MADISON (WKOW) -- As tech companies take action to stop political threats and violence generated online, the role of social media in perpetuating politically-motivated violence is highlighted.
Apple and Google have both removed the Parler app from app stores this weekend, saying it's a home to violent threats and calls for illegal activity. Apple said it warned Parler, but didn't see an adequate response.
Meanwhile, Amazon is also suspending the app from its web hosting service, which means Parler will go offline until it finds a new service. The social media network had become popular among conservatives, as an alternative to Twitter and Facebook.
President Trump is now banned from Twitter for life because of his tweets surrounding the attack on the U.S. Capitol. Facebook, Instagram, Twitch and Snapchat also all suspended his accounts, at least temporarily.
Many conservatives have questioned the ban, but political science experts say the move isn't illegal.
"Some people are talking about this as a freedom of speech issue, a First Amendment issue. It really isn't. The First Amendment is to prevent the government from censoring our speech. It doesn't say anything about private companies," said UW-Madison political science professor David Canon.
All this has put a spotlight on the role social media has played in helping people organize, plan and execute illegal activity.
Experts say even though social media has been around for more than a decade, laws and regulations have not kept up with how it's used.

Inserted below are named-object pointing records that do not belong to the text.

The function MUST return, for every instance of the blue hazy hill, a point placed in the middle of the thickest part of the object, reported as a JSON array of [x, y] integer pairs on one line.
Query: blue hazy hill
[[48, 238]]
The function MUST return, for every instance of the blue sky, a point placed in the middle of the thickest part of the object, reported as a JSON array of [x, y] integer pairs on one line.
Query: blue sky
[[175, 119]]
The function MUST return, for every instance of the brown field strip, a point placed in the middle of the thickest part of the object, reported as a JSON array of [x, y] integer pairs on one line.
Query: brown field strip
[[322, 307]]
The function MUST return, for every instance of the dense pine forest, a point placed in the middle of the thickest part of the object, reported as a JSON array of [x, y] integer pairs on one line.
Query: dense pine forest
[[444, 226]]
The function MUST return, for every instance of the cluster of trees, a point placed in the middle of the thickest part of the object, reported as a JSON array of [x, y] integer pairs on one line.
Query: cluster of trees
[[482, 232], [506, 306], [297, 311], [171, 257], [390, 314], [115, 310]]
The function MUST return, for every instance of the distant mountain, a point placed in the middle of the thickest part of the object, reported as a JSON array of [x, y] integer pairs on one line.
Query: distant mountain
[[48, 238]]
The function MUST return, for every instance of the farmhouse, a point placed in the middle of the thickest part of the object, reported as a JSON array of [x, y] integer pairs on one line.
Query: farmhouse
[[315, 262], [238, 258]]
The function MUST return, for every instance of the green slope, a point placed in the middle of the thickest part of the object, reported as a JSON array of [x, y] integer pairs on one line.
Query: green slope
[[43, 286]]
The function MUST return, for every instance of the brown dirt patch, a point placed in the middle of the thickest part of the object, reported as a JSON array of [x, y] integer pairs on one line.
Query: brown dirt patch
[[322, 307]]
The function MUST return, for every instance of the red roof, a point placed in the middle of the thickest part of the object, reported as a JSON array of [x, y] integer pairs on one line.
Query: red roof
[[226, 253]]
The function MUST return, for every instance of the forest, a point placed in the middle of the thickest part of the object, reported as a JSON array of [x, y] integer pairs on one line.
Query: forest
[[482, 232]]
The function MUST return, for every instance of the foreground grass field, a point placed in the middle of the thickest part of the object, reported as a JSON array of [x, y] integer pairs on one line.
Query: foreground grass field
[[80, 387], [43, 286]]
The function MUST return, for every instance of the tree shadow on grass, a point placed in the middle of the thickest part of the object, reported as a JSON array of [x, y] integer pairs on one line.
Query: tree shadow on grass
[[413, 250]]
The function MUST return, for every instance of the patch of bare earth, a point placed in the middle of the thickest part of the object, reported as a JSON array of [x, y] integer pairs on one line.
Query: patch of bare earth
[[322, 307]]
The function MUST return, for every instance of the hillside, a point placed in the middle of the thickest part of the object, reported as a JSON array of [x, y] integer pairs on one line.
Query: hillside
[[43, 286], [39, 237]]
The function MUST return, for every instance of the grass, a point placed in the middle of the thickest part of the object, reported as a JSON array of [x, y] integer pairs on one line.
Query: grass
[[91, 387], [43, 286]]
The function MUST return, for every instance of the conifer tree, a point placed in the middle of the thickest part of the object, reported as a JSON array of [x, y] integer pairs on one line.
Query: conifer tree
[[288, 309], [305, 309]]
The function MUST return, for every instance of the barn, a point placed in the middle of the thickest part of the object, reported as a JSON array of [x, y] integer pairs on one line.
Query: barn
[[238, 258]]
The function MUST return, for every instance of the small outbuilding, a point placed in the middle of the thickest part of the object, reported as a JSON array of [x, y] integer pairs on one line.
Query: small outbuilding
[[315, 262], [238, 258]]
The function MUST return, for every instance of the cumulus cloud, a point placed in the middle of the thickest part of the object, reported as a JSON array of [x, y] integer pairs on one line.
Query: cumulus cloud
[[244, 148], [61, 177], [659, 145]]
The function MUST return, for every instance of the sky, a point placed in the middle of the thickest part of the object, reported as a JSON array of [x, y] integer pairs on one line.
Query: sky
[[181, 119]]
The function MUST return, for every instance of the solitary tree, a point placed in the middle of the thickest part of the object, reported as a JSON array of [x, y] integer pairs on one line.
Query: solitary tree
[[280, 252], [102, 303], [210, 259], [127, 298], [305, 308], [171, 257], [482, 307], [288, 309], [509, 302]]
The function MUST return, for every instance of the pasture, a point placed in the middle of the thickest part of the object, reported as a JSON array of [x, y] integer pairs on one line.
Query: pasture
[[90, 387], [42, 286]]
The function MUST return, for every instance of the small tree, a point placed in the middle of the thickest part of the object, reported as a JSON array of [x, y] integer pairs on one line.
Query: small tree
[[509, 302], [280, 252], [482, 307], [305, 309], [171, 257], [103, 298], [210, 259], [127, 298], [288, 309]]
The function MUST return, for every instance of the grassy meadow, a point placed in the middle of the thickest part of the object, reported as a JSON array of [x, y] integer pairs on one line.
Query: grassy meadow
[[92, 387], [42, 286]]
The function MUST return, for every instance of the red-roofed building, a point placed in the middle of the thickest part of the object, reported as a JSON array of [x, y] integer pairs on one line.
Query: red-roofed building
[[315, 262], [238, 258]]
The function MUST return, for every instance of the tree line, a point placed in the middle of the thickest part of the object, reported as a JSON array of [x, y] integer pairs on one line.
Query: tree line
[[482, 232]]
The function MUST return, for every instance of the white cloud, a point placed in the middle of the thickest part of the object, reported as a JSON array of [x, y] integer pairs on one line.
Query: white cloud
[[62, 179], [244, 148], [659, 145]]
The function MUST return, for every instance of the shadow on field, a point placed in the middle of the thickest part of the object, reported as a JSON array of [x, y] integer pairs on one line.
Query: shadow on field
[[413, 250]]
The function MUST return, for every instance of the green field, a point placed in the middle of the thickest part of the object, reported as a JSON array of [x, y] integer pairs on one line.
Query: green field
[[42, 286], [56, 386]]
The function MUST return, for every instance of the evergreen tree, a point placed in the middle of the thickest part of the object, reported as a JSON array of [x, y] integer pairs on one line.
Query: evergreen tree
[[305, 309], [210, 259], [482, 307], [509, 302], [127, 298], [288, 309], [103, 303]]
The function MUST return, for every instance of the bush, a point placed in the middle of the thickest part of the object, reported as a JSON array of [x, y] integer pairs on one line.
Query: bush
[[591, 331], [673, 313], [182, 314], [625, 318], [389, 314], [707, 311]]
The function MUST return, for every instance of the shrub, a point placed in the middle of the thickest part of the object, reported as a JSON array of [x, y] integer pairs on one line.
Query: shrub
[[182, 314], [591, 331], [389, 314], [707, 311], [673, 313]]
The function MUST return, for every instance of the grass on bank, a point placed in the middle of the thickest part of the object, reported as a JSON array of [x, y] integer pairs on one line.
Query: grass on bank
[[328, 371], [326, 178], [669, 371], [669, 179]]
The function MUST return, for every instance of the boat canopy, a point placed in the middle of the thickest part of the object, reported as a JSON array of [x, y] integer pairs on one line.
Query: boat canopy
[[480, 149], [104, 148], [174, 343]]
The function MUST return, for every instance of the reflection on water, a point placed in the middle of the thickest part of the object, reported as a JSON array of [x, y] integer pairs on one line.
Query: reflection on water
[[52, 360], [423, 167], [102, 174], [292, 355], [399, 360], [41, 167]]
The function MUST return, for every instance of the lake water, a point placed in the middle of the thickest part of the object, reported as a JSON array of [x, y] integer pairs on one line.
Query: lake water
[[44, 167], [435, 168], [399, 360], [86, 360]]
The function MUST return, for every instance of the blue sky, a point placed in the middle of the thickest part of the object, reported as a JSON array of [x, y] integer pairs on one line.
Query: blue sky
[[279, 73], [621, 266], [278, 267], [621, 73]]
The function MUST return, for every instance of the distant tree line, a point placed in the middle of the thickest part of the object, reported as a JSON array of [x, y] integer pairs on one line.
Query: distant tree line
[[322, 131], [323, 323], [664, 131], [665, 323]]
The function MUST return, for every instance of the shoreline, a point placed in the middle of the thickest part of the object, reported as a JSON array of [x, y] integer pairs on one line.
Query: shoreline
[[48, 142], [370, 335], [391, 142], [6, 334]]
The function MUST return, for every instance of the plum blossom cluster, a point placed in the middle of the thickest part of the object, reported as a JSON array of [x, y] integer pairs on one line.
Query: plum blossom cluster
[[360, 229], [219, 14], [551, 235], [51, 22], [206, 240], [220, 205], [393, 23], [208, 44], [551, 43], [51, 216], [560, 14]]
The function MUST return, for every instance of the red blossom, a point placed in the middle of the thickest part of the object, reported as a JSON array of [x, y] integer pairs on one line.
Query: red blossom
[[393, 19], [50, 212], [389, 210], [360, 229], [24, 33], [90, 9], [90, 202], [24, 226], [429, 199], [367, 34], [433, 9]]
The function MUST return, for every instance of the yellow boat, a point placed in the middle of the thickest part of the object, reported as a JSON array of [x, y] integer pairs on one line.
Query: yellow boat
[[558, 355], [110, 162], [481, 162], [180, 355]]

"Going all the way back to the printing press on up, there's been a lag time of the technology being invented and then rules put in place on how that technology is used. We haven't had that with social media, so the idea of what types of restrictions can you put on, how do you put on restrictions if you can, who owns the bandwidth that's being used, is something that we're in the process literally of figuring out right now," said Don Stanley.
Stanley is a faculty associate in UW-Madison's Life Sciences Communications department, teaching courses on social media.
Stanley said as he monitored what was going on at the Capitol, he saw some of the people involved in the attack had used social media to coordinate things like which entrances to the Capitol had the least police at certain times.